Let $G =(V, E)$ be a simple graph.
A). $G$ has the compleet graph $K_n$ as a minor
B). There exist a subset $V'\subset V$ containing n vertices, so that for each pair of vertices in $V'$, there exists a path connecting them, without crossing any third vertix of $V'$, and so that none of the $n*(n-1)/2$ paths intersect with another. (except for having a mutual start or end point).
C). There exist a subset V* containing n vertices, so that for each (of the $n!$ possible) orderings on the vertices of V*, there exist a path, that visits all vertices of V* in the given order.
It's obvious that B implies C if we define $V* = V'$. Furthermore, B implies A because we end up with $K_n$ if we contract all paths between pairs of V', and delete all other vertices and edges.
C appears to be weaker than B, but not sure.
Thanks for your time
I re-read my answer, and my first statement was wrong. I corrected my answer:
A) and B) are not equivalent
A) is weaker than B) Let's take $K_5$. Let's take one of the vertices (of degree 4) and split it into two vertices of degree 2 (by distributing the four adjacent edges) and link these two vertices by an edge. (so these vertices are degree 3).
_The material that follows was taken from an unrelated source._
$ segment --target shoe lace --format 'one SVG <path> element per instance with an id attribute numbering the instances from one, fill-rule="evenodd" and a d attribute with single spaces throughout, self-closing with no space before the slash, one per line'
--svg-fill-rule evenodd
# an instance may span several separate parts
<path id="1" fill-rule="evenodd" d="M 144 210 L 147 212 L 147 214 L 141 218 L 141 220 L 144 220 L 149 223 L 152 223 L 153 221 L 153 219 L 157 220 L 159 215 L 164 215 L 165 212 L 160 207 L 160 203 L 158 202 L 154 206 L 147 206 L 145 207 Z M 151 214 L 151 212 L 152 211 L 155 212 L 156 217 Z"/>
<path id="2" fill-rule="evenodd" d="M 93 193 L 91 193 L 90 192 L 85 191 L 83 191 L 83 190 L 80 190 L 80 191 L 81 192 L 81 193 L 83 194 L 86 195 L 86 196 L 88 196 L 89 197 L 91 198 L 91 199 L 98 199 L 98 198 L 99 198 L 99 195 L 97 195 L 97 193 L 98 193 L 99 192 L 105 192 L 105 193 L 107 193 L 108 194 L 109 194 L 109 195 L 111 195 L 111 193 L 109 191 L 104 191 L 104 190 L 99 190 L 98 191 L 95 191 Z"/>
Obviously, this graph admits $K_5$ as a minor because contracting the added edge gives back $K_5$, but we can't find the $n(n-1)/2$ disjoint paths because we need to find four vertices of degree at least 4, which is not possible
C) is weaker than B): We can take $K_{n,n-1}$ with $V^*$ the set of vertices on one side of $K_{n,n-1}$. It is obvious that for each ordering on the vertices of $V^*$, there exists a path that visits all vertices of $V^*$ in the given order. For $n$ sufficiently large, B) will not be verified. We have to find $\frac{n(n-1)}{2}$ disjoint paths. We have at most $\left(\frac{n}{2}\right)^2$ paths of length 1 (if we distribute equally the $n$ vertices of $V'$ on both sides of $K_{n,n-1}$), so it remains a quadratic number of disjoint paths to find. There can be at most $n-1$ disjoint paths of length 2, because each path consumes at least on vertex outside of $V'$. This is not sufficient to get a quadratic number of disjoint paths.
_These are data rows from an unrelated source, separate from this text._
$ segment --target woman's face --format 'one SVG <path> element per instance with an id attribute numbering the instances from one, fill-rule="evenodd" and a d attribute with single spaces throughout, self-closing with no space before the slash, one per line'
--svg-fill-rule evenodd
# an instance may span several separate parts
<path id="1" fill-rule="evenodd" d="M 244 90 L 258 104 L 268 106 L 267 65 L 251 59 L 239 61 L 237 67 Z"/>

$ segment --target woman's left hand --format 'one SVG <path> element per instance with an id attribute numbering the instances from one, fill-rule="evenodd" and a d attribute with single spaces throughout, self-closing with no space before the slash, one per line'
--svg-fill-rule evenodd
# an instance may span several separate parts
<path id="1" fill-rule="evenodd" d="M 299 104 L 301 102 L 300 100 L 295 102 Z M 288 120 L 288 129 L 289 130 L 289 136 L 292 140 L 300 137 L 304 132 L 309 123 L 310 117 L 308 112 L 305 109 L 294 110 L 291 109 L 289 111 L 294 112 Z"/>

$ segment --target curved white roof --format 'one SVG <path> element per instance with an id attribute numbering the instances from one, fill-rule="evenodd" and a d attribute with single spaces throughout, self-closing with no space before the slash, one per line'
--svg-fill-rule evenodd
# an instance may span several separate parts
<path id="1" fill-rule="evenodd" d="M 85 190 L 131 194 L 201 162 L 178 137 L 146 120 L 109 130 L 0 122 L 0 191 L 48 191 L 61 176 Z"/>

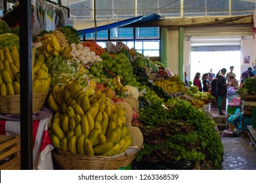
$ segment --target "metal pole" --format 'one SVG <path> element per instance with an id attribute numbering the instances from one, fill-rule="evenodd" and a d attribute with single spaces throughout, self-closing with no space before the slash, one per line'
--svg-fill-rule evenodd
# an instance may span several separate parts
<path id="1" fill-rule="evenodd" d="M 20 1 L 21 169 L 33 169 L 31 0 Z"/>

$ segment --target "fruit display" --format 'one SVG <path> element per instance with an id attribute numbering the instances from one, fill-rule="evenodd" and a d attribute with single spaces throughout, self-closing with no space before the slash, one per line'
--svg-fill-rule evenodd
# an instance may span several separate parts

Here is a graph that satisfy C) but not A) Take the graph of a hexagonal bipyramid (take two pyramids of pentagonal base and glue them by the base). It is planar, so by Wagner theorem, it does not have $K_5$ as a minor. Yet, if we let $V^*$ be the set composed of the two apices and three non-adjacent vertices of the hexagonal base, we can easily verify that we can find a path through any order of these 5 vertices.
Here is a graph that satisfy A) but not C) The Peterson graph admits $K_5$ as a minor. However, it does not satisfy C). It can be a bit tedious to check this, here how I did it rather concisely: We take the petersen graph in its classical representation, with a star inside a pentagon. Let $V^*$ be a set of vertices of sze $5$. We know that either the pentagon or the star contains at least 3 vertices of $V^*$. Because there is an automorphism exchanging the pentagon and the star, we can suppose WLOG that the pentagon has at least 3 vertices of $V*$. Lets number vertices of the pentagon $1,2, ..., 5$ in the clockwise order, and vertices of the star $a, b, ..., e$ in the clockwise order, so that $1$ is adjacent to $a$ (and $2$ is adjacent to $b$, ...).
Suppose the pentagon have 3 consecutive vertices in $V^*$ (WLOG, 1, 2 and 3). It is impossible to find a path of the form $13x2x$ (where $x$ can denotes any other vertices), so C) is not verified. Thus the pentagon must have 3 non-consecutive vertices (WLOG 1,2 and 4). Suppose $a$ is in $V*$. Any path of the form $4a21x$ is impossible, so $a$, (and by symetry $b$) are not in $V^*$.
Two non-equivalent cases remain for $V^*$: $\{1, 2, 4, c, d\}$ and $\{1, 2, 4, c, e\}$, and are ruled out by the orders $14c2d$ and $1e42c$. (Technically, we can argue these two cases are equivalent under graph automorphism, but its harder to find).